Connecticut Fund for the Environment was founded in 1978 and for our first two decades, it was tiny: a handful of dedicated lawyers enforcing clean water laws and protecting critical forests and wetlands from poorly-conceived development schemes.
By the late 1990s, the limitations of this approach became clear. After negotiating an intricate transportation project, we saw the agreements torn up by administrative and legislative processes. We realized that we needed strong community support to hold state leaders accountable.
Our first successful effort to build a broad-based alliance came a few years later when the multinational Kelda Corporation purchased Connecticut’s largest private water company, endangering thousands of acres of forests and wetlands that filter public water supply. In response, we formed a statewide coalition with hundreds of organizations and scores of local leaders. The outcome? 15,000 acres of water company land permanently protected. We’ve since used that same coalition-building know-how to conserve other critical lands and to get landmark climate bills through the Connecticut legislature.
Our effectiveness grew dramatically in 2004, when Save the Sound—also active in the region since the 1970s—merged into CFE. This strategically combined Save the Sound’s on-the-ground and volunteer strengths with CFE’s legal and legislative acumen.
Within a year we assembled our legal and community power to battle Broadwater, a liquid natural gas facility proposed for the center of the Sound. The fight culminated with Save the Sound bringing 15,000 written public comments to Albany, along with a sophisticated energy report demonstrating that New York and Connecticut didn’t need the facility or its gas. The State of New York then denied a critical permit, effectively killing the scheme and delivering a major grassroots victory.

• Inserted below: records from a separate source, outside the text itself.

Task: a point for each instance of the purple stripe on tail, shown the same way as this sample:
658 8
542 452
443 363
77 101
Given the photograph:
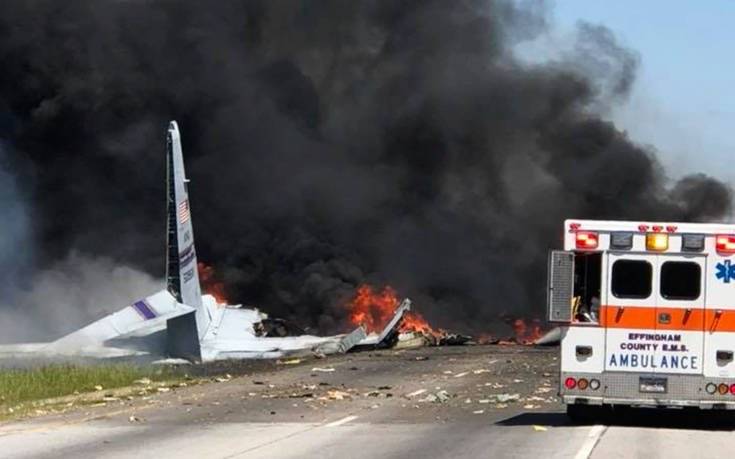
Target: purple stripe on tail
144 310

The merger with Save the Sound also brought another powerful tool under our roof: on-the-ground restoration. Environmental engineering and green infrastructure re-open rivers, rebuild marshes, and green-up urban centers to transform neighborhoods and ecosystems. Our restoration work took off in 2009, when we won competitive federal economic stimulus funding to reopen tidal flow at Bride Brook at Rocky Neck State Park and replace tide gates on New Haven’s West River. The projects had a remarkable outcome: a quarter-million more river herring now swim up Bride Brook every spring, thousands more travel up the West River, and the urban village of Westville is no longer threatened with catastrophic flooding. One expert called the West River project the most important Urban River restoration success from Chesapeake Bay to Maine.
Most recently, Soundkeeper, Inc. asked us to take on the well-known Soundkeeper program to continue Terry Backer’s legacy as your eyes and ears on the Sound. We agreed wholeheartedly. In August 2017, new Soundkeeper Bill Lucey was launched under Save the Sound’s banner, beginning a new era of on-the-water patrols. Backed by our capable lawyers who enforce clean water laws and our experienced water quality scientists and advocates, Bill is already connecting citizen watchdogs, local organizations, and civic leaders to track down, measure, and fix water pollution. And he’s bringing activist voices to Hartford, Albany, and D.C. to demand sensible policies to keep families safe from sewage pollution and restore vibrant, abundant life to the Long Island Sound food web.
We are now partnering with scores of community-based organizations and watchdogs in New York and Connecticut who care deeply about their local streams and harbors. Our organization is using every tool available to push Connecticut into being a national leader on climate and clean energy—more important than ever as the federal government actively dismantles climate efforts. We continue to be the defender of our region’s last great open spaces and the critical laws that guard them against development. We are mobilizing large coalitions and arguing in court to protect the last mile of unprotected forest on the lower Niantic River as well as endangered Plum Island, home to seals, terns, piping plovers, and rare plants.
Connecticut Fund for the Environment/Save the Sound fights to protect the stream you fish in, the forest you hike, and the islands you sail around. We work to build up neighborhoods that are safe from the threats of flooding and storms, and are thriving with home-grown energy and good jobs. And we do it all by bringing together the skills of our alliance’s combined 117 years of experience with your energy and passion to protect the places you love.